De belles opérations d’envergure se sont inscrites dans le respect d’ambitions durables élevées à la fois dans l’architecture et dans le rapport du bâti à l’espace public. L’espace de déplacement est partagé en intermodalité, le végétal participe au confort thermique, à la biodiversité et à la qualité du cadre de vie.
La ZAC de Beauséjour à Sainte Marie, initiée par CBO à partir de 2007, a été conçue comme une greffe urbaine en extension de l’agglomération du Nord sur une zone de 78 hectares. La nouvelle ville accueille plus de 5 000 habitants dont 800 en logements sociaux. Couronnée de nombreux prix, elle se distingue notamment par la qualité de traitement alternatif des eaux pluviales et par la riche biodiversité de la trame des espaces publics participant au confort climatique, à l’animation et à la convivialité des espaces.
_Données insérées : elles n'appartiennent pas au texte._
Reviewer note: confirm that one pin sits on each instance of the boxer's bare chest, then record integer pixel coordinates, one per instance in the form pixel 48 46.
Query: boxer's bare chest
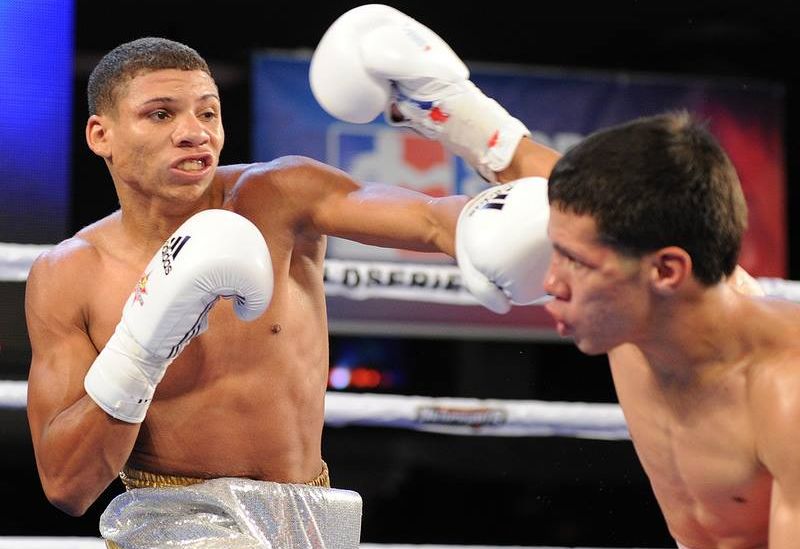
pixel 698 450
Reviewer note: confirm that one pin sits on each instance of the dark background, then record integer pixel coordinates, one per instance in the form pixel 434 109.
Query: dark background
pixel 426 488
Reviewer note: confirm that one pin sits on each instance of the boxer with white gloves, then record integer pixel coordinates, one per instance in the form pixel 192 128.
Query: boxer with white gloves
pixel 501 244
pixel 376 59
pixel 215 253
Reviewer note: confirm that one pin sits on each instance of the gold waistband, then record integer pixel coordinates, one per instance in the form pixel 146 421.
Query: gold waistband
pixel 135 478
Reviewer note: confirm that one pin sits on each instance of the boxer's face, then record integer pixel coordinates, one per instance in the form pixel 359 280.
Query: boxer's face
pixel 600 295
pixel 165 135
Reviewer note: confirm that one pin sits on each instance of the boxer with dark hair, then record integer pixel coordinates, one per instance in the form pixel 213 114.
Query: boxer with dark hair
pixel 646 221
pixel 139 369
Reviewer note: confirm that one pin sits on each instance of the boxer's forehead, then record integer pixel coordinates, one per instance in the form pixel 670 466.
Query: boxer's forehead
pixel 170 84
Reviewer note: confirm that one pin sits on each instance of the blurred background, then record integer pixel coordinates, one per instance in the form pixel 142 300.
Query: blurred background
pixel 565 68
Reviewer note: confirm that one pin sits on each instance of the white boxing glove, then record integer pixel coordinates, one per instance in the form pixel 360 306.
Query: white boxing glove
pixel 375 58
pixel 502 247
pixel 213 254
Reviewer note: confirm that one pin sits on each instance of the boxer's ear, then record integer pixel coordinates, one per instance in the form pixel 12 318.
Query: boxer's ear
pixel 97 136
pixel 669 269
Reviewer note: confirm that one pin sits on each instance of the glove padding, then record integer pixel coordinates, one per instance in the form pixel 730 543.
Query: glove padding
pixel 502 248
pixel 375 58
pixel 213 254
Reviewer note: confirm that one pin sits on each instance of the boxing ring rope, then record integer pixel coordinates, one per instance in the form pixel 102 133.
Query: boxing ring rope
pixel 22 542
pixel 447 415
pixel 438 283
pixel 456 416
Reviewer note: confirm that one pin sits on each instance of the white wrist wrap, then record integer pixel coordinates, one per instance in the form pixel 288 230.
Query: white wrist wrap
pixel 467 122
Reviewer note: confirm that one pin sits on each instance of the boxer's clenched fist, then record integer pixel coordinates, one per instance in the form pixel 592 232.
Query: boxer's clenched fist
pixel 213 254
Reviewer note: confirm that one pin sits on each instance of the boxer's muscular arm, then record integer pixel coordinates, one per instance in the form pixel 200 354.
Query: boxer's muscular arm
pixel 329 202
pixel 79 448
pixel 531 159
pixel 776 413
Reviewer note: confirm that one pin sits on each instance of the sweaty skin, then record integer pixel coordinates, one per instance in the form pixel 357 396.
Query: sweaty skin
pixel 709 386
pixel 242 399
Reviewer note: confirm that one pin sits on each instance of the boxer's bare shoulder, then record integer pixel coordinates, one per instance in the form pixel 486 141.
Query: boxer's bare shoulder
pixel 287 190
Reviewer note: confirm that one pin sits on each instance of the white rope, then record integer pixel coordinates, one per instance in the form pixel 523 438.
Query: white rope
pixel 430 283
pixel 30 542
pixel 454 416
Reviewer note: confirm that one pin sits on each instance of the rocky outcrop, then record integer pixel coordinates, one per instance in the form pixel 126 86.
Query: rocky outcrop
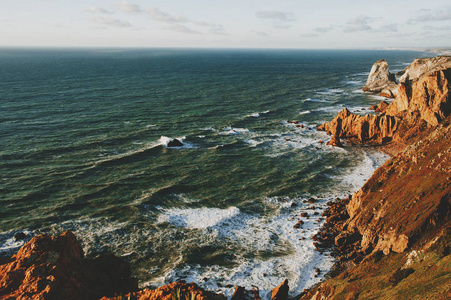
pixel 405 205
pixel 422 66
pixel 381 80
pixel 429 95
pixel 420 103
pixel 362 129
pixel 54 267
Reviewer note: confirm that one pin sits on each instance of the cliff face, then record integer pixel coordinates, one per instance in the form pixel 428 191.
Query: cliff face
pixel 397 237
pixel 49 267
pixel 420 103
pixel 394 241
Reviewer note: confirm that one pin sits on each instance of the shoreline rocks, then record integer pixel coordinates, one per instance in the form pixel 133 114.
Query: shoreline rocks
pixel 381 80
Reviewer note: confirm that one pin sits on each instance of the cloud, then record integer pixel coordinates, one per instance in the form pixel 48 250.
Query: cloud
pixel 309 35
pixel 97 10
pixel 218 30
pixel 261 33
pixel 389 28
pixel 323 29
pixel 359 23
pixel 438 28
pixel 162 16
pixel 183 29
pixel 429 16
pixel 275 15
pixel 110 21
pixel 127 7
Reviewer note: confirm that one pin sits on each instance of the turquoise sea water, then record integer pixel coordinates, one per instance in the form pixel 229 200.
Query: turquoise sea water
pixel 83 147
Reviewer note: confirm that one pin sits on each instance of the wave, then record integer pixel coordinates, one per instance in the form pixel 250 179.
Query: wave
pixel 234 131
pixel 8 243
pixel 314 100
pixel 197 218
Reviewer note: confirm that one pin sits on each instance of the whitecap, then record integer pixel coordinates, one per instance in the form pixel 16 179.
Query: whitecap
pixel 197 218
pixel 254 115
pixel 305 112
pixel 314 100
pixel 233 131
pixel 164 141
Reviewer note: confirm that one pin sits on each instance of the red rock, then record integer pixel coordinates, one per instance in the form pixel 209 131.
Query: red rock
pixel 50 267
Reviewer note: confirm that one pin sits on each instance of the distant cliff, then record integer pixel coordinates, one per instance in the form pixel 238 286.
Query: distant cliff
pixel 422 101
pixel 393 236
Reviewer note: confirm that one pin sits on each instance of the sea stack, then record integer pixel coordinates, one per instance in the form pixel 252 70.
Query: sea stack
pixel 381 80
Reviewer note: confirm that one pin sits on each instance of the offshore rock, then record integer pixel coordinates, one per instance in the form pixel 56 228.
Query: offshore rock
pixel 280 292
pixel 380 79
pixel 418 105
pixel 422 66
pixel 54 267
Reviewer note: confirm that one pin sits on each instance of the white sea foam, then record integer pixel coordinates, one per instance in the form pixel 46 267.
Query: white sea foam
pixel 354 82
pixel 258 234
pixel 8 244
pixel 314 100
pixel 233 131
pixel 356 177
pixel 164 141
pixel 331 91
pixel 198 218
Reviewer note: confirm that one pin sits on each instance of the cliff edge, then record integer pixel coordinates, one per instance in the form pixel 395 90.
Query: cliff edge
pixel 393 236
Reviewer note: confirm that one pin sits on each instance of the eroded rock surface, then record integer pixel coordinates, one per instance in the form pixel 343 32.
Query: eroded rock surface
pixel 381 80
pixel 54 267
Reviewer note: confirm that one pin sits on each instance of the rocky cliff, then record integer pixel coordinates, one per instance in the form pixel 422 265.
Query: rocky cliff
pixel 393 236
pixel 422 101
pixel 381 80
pixel 54 267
La ZAC Cœur de Ville à La Possession est en phase opérationnelle depuis 2013. Situé en prolongement du centre-ville actuel, le quartier doit loger d’ici 2025, 5 000 personnes dans 1 700 logements et des équipements structurants associés, dans un cadre de vie dicté par les exigences de haute qualité environnementale urbaine et territoriale. Le projet de « ville jardin » offre des parcours pacifiés de déplacements doux et des espaces publics multiples et généreusement arborés.
Une amélioration des relations des villes à leur environnement
Les relations des villes à leur environnement s’améliorent.
À Saint-Pierre, le bord de mer est aménagé en promenade, les plantations généreuses d’essences diverses et en partie indigènes offrant des ambiances et un ombrage agréable tout en jouant leur rôle de lutte contre l’érosion de façon à la fois douce et efficace.
À Saint-Paul, la Chaussée Royale a été transformée en avenue plantée, avec trottoirs élargis, circulation douce et remise en valeur du canal, tandis qu’une grande Promenade a été créée pour relier Saint-Paul au site classé de la ravine Bernica. L’entrée de ville a été requalifiée par la même occasion. Fait remarquable et trop rare, ce vaste projet urbain s’est réalisé concomitamment à la réalisation d’un projet d’infrastructure (la Route des Tamarins) dont on craignait les effets sur un site urbain et naturel fragile (ville, réserve naturelle de l’étang, site classé de la ravine Bernica). Inscrit dans un projet de paysage global, le projet routier a pu être initiateur de revalorisation du site de Saint-Paul.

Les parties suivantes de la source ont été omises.